First, how do you deploy a script or application to the cloud? The first place you might start is with Virtual Private Servers or Virtual Machines. These are “computers” that are provisioned out as pieces of larger server computers to give you your own little computer in the cloud. On AWS these are called EC2 instances and you can pick from a variety of configurations. To setup your application on the server, you would go about it mostly the same way you would on your local machine – albeit while going through SSH on your terminal.

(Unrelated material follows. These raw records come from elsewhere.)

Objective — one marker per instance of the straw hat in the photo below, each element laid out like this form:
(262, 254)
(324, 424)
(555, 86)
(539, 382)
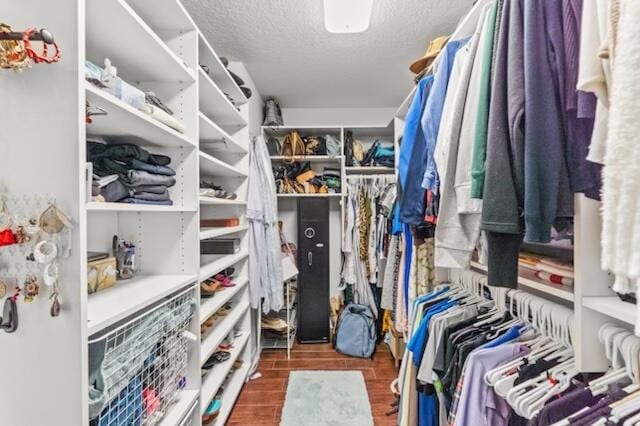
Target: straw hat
(434, 47)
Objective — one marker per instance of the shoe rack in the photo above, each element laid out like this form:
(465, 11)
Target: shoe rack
(155, 46)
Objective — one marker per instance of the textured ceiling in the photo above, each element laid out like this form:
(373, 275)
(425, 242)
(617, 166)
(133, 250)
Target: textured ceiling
(290, 55)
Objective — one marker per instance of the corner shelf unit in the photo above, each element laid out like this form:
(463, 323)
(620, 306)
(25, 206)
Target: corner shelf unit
(224, 161)
(156, 47)
(287, 203)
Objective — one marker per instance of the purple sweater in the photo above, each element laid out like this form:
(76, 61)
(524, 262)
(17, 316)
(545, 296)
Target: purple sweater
(547, 193)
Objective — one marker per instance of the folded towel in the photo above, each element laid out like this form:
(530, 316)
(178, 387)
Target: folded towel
(161, 116)
(140, 177)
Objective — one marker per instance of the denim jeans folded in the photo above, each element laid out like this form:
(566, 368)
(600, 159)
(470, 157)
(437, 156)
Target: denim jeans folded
(154, 189)
(151, 168)
(150, 196)
(124, 152)
(140, 177)
(115, 191)
(157, 203)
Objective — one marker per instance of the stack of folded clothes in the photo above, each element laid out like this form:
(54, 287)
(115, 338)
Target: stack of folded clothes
(547, 269)
(126, 173)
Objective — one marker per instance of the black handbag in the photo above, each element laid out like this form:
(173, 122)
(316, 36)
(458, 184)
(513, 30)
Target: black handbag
(273, 146)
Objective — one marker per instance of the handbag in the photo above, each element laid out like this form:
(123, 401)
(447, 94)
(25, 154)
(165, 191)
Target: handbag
(273, 146)
(293, 146)
(272, 113)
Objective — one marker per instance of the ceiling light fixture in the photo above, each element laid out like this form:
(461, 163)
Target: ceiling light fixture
(347, 16)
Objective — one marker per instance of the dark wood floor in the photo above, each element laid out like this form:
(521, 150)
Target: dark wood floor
(260, 402)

A side note here – one extension I strongly recommend for remote development like this and one I use all the time is Remote Explorer for Visual Studio Code. Basically, you can just hook up your IDE to your remote machine through SSH and develop like you are on your local machine. You can find more info here: https://code.visualstudio.com/docs/remote/ssh
Usually these virtual machines run some version of Linux and you’ll have to do some setup to get all the tools you’ll need to run your application. Usually this means using the package manager to update any existing packages, install the language and any dependencies needed for your project, as well as Git to download your source code. When you’re ready to start running your script on whatever cadence you need, you’ll then have to setup CRON jobs. CRON jobs define scripts that your machine will run at the time interval you decide. This could be something like every day at 12 or at every 10 minutes. The one thing that can be confusing is defining the CRON interval with the syntax but there’s a great tool that you can use to help figure out the CRON expression you need – https://crontab.guru/.

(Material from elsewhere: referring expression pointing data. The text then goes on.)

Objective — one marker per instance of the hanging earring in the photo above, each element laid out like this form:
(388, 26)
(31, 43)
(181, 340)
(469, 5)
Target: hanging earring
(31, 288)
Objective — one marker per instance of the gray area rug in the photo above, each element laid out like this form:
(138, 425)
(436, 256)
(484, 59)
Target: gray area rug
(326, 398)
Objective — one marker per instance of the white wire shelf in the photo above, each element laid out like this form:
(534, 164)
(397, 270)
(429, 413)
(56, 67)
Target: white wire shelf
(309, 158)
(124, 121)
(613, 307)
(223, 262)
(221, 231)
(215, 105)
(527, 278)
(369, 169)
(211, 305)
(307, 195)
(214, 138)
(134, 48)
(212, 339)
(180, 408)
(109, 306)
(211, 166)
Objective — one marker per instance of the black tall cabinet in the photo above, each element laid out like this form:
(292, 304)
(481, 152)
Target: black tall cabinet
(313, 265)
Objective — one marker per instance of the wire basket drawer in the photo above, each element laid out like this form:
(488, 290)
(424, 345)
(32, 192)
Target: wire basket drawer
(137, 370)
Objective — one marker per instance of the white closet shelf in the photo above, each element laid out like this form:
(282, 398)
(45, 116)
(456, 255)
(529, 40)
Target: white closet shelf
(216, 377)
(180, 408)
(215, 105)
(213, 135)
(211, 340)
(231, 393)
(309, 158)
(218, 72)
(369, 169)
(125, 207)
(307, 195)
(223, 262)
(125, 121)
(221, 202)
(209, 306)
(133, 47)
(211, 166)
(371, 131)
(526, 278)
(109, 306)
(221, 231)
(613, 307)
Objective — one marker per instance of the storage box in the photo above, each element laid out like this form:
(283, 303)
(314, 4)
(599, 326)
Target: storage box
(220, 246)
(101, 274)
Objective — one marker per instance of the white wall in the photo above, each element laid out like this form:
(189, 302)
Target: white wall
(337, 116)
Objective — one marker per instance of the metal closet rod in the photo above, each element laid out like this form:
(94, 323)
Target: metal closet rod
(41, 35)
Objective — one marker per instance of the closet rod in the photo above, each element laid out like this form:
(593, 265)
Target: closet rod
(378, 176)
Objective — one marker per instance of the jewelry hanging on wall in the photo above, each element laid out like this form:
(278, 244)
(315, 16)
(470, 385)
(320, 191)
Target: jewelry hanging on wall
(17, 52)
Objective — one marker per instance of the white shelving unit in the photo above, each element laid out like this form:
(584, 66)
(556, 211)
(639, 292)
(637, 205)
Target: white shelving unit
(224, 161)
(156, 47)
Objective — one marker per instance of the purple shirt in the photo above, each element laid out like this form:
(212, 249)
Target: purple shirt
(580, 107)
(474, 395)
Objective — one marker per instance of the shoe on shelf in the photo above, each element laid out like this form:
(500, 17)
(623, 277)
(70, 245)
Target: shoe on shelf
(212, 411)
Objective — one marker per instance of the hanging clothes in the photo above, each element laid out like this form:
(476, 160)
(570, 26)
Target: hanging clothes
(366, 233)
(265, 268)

There’s definitely a bit of setup involved with using virtual machines like this and it can be annoying having to setup an environment from scratch to setup your project. This is where another service comes in – serverless functions. The whole idea here is that you don’t want to have to setup your virtual machine and manage that aspect of your infrastructure. In an ideal world you can just worry about writing your code and then easily have it fun. On AWS serverless functions are called Lambda functions. You can deploy your code and they just run – AWS handles all the setup and environment magic on the backend to make your job easier. These functions are great for running your backend API or running scripts that run for short durations, but might still need to be triggered by events or a schedule. I am working on moving a lot of our existing scripts at work to actually use this serverless architecture instead. One example that I think is a perfect use case for serverless is a script that will need to run once a week and make a few calls to our admin API to create sandbox accounts. I can pretty much code this and then just deploy it and forget about it. I don’t have to worry about setting up the server and I can depend on my code running when it needs to – I don’t have to worry about the server going down between long intervals. Additionally, I don’t have to pay for the computing power of the server when I’m not using it. I would only be paying for the few minutes once a week that I use.
This is just starting to scratch the surface of cloud computing, but virtual machines and serverless functions are definitely two important concepts to know and both widely used. There’s a lot more service to talk about that can integrate with these compute service that I will continue to touch on in a future post.